Once we’d worked our way through the packets of food in our bags and walked for 10 days to the Selim Pass (this had a grander vista than even Azhdahak) we end at a well-conditioned remnant of a Silk Road caravanserai (roadside inn) and, from the first blacktop road, we hitchhike back to Dilijan.
We return lighter of pack and body—and with the joy of having made a journey that Tom could find no record of being done before (although take this achievement in context; around the same time, a young Brit called Val Ismaili hiked over 1,000 miles from the Iranian border to the far side of Georgia, using only a prototype of the future trail route that Tom had guessed might work).
We also return with a more tangible bounty than mere memories; the digital data of our path, and the first steps to mapping the area. Tom had noted each aspect of our track, from points of cell phone signal (few), to potable water sources (many). This particular route will not be for everyone; it is remote and requires an experienced hand at navigation. But it will form one variation along the Transcaucasian Trail (TCT) that Tom and a growing team have been working on since 2015.
Walking with him answered many of my questions—a trail is built by walking, of course, but also by planning, and by collaboration with local communities.
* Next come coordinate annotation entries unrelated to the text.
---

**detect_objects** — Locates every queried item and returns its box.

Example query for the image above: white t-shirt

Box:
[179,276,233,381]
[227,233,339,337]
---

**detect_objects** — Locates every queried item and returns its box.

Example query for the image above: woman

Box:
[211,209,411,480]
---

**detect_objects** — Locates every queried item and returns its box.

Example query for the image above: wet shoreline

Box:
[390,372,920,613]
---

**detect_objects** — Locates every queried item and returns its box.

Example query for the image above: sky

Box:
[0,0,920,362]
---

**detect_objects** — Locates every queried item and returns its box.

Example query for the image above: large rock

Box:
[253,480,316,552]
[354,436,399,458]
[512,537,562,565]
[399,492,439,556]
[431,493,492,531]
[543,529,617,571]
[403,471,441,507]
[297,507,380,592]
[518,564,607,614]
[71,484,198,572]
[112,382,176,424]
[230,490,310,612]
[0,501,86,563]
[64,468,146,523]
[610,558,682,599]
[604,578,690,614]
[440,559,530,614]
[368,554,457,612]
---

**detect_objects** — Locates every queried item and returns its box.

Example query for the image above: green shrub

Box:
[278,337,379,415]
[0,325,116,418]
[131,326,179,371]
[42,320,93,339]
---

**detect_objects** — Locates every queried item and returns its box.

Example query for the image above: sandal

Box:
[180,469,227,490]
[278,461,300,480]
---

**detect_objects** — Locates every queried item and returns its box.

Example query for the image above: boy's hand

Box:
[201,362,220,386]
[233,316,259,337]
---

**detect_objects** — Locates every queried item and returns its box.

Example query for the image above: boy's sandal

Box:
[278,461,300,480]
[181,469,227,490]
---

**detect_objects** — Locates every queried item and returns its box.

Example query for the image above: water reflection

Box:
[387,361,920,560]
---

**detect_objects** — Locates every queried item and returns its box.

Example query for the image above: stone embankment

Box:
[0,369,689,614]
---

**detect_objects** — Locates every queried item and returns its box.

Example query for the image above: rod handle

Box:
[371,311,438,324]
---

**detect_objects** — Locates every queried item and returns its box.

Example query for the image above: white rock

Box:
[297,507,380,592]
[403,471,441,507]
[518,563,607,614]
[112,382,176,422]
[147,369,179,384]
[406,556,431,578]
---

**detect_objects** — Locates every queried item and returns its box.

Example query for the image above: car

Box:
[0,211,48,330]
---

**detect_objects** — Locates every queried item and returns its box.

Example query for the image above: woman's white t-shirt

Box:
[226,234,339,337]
The TCT, like other trails that I’ve observed in the creation process in the Middle East, puts the highest possible value on local ownership and empowerment, with the idea that a path must be cared for and created by those who live along it—otherwise it will not survive.
This, combined with natural beauty and an indication of feasibility, plus the all-important ingredient of high-adventure, may be the closest thing I’ve yet to the formula for a perfect trail. And I’m pleased to report, as objectively as I can, that the TCT is absolutely on the right path.